Larue’s lawyer, Ray Dieno, argued that his client was simply lying to impress the officer who he thought was a member of a crime family.

Dieno also did his best to cast doubt on the forensic evidence and the way that it was collected.

Under cross-examination Const. Amanda Galenzoski, who seized the bat and guns from the garbage bin, admitted that she could have done a better job when collecting the evidence.

Fresh gloves should have been worn to handle each object to prevent cross-contamination, and she should not have laid each one down on the adjacent garbage bin to take photos.

However, there was already a high likelihood that there was already some cross-contamination, because the guns and bat were already touching in the bin, she added.

Dieno also called into questione Spenard’s integrity when he got him on the stand.

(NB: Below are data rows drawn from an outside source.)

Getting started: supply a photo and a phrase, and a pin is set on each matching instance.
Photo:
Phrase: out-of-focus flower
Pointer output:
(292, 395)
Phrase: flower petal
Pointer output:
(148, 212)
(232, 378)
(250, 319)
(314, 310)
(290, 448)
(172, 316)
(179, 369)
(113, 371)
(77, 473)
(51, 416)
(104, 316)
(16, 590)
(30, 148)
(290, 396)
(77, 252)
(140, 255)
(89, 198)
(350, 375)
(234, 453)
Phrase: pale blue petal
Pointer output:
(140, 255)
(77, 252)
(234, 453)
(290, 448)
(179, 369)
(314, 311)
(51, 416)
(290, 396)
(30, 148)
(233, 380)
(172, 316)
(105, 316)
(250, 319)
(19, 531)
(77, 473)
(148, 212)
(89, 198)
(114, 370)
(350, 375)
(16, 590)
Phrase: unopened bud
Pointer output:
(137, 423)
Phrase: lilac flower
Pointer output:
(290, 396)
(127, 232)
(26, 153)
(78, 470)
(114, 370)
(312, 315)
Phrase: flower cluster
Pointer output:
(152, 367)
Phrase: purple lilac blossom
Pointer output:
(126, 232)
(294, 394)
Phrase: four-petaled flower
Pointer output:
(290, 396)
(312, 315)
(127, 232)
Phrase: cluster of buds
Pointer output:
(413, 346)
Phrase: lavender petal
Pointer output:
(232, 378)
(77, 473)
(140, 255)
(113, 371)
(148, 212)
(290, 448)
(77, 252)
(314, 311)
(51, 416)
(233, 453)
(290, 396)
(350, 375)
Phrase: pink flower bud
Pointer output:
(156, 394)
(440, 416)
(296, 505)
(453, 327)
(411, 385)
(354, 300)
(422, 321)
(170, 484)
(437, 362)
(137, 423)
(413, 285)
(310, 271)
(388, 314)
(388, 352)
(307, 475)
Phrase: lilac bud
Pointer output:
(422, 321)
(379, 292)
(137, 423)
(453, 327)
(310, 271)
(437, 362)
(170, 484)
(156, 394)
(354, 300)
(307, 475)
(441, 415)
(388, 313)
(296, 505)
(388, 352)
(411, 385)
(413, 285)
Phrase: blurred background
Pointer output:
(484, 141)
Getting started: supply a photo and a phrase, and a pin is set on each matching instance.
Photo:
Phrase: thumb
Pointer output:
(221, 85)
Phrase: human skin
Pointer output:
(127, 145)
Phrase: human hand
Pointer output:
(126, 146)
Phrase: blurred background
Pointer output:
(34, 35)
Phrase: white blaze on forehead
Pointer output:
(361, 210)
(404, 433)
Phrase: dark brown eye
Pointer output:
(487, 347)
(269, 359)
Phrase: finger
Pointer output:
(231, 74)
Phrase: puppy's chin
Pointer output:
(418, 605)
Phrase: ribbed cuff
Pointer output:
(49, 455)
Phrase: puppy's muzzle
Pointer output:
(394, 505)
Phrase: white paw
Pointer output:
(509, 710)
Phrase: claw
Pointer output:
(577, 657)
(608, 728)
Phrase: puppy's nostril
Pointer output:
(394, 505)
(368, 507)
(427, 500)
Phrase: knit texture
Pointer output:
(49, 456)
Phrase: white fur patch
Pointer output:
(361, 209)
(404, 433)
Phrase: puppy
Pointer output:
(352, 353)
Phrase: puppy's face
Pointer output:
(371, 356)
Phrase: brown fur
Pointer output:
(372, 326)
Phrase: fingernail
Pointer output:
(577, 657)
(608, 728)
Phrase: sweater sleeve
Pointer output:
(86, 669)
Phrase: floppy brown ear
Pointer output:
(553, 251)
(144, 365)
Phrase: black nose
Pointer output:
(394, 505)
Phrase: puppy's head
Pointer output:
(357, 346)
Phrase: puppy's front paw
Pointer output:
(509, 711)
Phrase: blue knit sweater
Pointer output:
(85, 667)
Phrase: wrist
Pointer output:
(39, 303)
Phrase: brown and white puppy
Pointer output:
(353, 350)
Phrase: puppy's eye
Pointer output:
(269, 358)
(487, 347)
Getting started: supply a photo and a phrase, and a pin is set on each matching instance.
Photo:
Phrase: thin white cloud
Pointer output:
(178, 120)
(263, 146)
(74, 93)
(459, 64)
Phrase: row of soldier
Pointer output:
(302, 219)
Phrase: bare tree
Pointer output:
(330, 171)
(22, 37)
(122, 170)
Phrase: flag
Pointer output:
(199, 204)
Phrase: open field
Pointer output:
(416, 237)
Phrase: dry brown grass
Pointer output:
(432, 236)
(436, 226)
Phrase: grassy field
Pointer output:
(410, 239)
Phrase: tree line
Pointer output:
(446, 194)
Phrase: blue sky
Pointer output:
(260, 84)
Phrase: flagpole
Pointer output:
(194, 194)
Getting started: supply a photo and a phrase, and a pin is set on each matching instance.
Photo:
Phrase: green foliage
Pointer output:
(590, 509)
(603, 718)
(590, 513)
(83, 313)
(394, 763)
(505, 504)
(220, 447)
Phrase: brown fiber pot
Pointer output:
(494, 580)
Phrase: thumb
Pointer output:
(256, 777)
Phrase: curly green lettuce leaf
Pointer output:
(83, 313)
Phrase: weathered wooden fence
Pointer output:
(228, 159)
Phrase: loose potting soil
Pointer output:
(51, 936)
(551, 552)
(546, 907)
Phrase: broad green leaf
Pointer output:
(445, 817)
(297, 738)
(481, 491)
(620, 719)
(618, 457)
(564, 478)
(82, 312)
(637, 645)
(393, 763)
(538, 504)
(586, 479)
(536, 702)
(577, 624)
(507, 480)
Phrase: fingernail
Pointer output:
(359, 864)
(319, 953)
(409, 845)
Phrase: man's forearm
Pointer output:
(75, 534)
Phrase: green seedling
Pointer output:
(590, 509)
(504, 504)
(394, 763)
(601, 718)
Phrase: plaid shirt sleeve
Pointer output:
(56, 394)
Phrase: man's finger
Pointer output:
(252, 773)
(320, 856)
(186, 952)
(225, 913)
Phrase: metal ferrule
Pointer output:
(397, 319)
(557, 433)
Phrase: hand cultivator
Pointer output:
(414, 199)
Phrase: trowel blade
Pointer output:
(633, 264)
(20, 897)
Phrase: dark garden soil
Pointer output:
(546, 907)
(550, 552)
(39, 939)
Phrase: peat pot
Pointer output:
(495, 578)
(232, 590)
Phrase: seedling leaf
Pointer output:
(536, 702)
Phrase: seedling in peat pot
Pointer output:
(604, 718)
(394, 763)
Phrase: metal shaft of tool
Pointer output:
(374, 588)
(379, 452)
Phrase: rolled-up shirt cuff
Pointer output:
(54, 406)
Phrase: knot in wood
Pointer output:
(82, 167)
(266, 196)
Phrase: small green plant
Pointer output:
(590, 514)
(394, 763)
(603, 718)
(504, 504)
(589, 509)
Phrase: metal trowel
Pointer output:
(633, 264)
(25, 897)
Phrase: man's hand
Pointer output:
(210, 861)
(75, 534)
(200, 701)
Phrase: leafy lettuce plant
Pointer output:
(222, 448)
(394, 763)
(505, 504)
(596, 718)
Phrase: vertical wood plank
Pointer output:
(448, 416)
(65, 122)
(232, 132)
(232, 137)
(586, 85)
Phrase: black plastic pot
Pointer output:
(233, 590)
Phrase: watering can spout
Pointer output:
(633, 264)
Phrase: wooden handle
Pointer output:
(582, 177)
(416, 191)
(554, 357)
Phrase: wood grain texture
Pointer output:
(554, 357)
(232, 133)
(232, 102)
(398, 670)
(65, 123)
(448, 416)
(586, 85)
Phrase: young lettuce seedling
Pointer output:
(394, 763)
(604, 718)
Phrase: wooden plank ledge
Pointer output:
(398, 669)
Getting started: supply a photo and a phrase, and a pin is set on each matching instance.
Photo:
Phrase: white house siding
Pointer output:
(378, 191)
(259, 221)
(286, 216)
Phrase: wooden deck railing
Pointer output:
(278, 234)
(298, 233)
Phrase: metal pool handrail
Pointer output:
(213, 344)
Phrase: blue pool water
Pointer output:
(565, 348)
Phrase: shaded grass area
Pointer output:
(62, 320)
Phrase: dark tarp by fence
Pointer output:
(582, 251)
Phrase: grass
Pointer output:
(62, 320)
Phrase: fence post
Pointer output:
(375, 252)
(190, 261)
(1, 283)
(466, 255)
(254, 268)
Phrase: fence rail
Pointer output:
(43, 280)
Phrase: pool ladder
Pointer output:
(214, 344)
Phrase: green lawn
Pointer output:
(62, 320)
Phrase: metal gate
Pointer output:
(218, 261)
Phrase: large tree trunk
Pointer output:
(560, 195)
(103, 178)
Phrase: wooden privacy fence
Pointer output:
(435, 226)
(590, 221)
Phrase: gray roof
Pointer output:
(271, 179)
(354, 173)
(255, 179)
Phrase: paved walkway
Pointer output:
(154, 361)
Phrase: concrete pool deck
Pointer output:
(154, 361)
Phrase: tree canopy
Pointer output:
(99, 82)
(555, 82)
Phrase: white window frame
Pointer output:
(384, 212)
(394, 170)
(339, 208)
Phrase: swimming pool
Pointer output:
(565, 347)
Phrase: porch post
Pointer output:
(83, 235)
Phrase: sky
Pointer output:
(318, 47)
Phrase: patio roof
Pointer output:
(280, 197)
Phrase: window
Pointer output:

He brought up the fact that a draft report he wrote for Larue’s case was changed after it was reviewed by another officer, and he hounded Spenard with questions about how he had lied under oath during a previous murder trial.

At first, Spenard had no explanation for the perjury, which he admitted had destroyed his life and career.

“I really don’t know what was going through my mind at the time,” he said.

But when pressed, Spenard admitted that he was trying to cover up his own incompetence.

Spenard, a 32-year veteran of the RCMP, was caught lying under oath about a report he had written for a murder trial in 2009.

Dieno read from a transcript of that trial where the judge deemed Spenard to be a liar and instructed the jury to completely disregard all of his tainted testimony.

After the trial Spenard was charged with perjury. He pleaded guilty in 2011 and was handed a nine-month conditional sentence. It’s a relatively light sentence for a charge that carries a maximum of 14 years in prison.

The Larue trial is scheduled to continue for several more weeks.